Now that I finished the flow to push the code from my laptop up to the Cloud. I also started to play around with Docker; also a bit of ASP.NET Core. I have many dots. The next challenge, as always, is to connect them. Try to make sense from all pieces. Let’s focus a bit more on Docker; create a connection between Docker and ASP.NET Core.
There are many materials about Docker. It is easy to start playing around with Docker, as I wrote here. Pretty basic stuff. It is easy to find out how to run a command. The Docker website has an extensive documentation, which tells you everything you need to know about Docker.
But, to me, It is useless if I cannot make sense of “the why”. After playing around with commands, watching some courses (mostly from Pluralsight), I have to find the answer for questions
- Why do I need it?
- What problems does it solve?
I try to create an image of it in my mind. It is such an important step, that if I fail, I cannot continue. Just like, how can you run if you do not know why and where to run!
So let give it a try before moving deeper into the implementation detail.
Why Docker? Container Approach
I would like to call it “Container Approach“. Below are some benefits, in my opinion, that give me good reasons to invest in.
If we develop small systems which are easy to setup and deploy, the need of Container might not be obvious. Because, as a developer, we can check out the code, hit F5 and we are good to go. If we want to deploy those systems to QA’s machine or some sort of central servers, it is still a trivial task.
However, when systems are big where there are many services, require complex infrastructure, things get complicated quickly and cost lots of time. Take an example of a web application. I would assume the system consists of
- Front end application: Build on top of AngularJS. This application will connect to a backend service via WebAPI endpoints.
- Backend service: The backend service built with ASP.NET Core. It supplies endpoints that Front end application will consume.
- Database: SQL family server. Can be SQL Server, SQL Express, SQLight, or MySQL. Use EF as Data Access Layer (ORM).

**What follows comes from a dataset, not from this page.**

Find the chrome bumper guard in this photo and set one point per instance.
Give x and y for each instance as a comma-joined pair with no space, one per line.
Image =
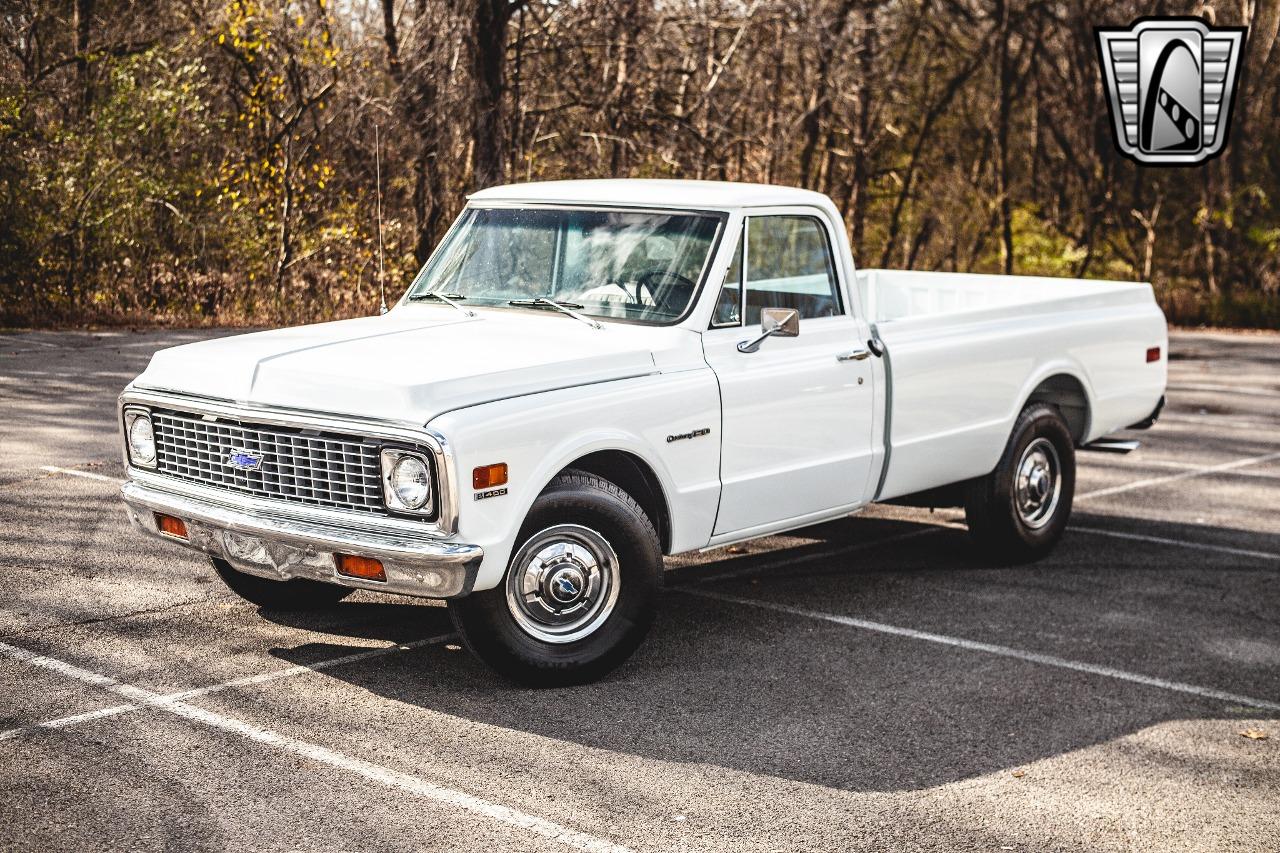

The team consists of Frontend Developer, Backend Developer, and Tester. Each might have to install the same infrastructure to run the application. Given that we have not had a central deployment place yet. It means that
- Front end developer has to install all requirement software, infrastructure, that only Backend Developer required.
- Back end developer has to install the things that only Front end developer needs.
- Tester has to install development environment even they do not know about coding. They might have to setup local IIS.
When a new member joins the team, there are so many repetitive works.
- Front end developer will take the api component, and load it up on his machine without installing anything. He will focus on building the cool frontend, and connect to that API.
- A tester will take the application as a whole, and run it with a single click, without installing anything.
With a proper developed, Docker can help.
Develop Faster, Test Faster
Docker will give us the minimum-required infrastructure we need to build and test an application. For example, when I want to develop a system running with MongoDB. Instead of downloading and installing MondoDB locally, I can get a prebuilt docker image with MongoDB installed.
The ability to switch infrastructure gives developers a lot of flexibilities.
Develop Componentized Thinking
This might not be true for others. However, it works for me. I shape my thinking process. A system composes of many small components. Each component might run in a Container. This, in turn, will force me to think, what should I put in a single container.
I try to make sense of Docker, try to explain it to me. I do not make any suggestion or judgment regarding its benefits. But will all those in mind, I am ready to invest more in the journey.
- Improve cooperation
- Develop faster, test faster
- Develop componentized thinking
The next step is, as usual, to try things out. Connect the dots between Docker and ASP.NET Core. This post intended to write about it. However, I changed the intention as I wrote.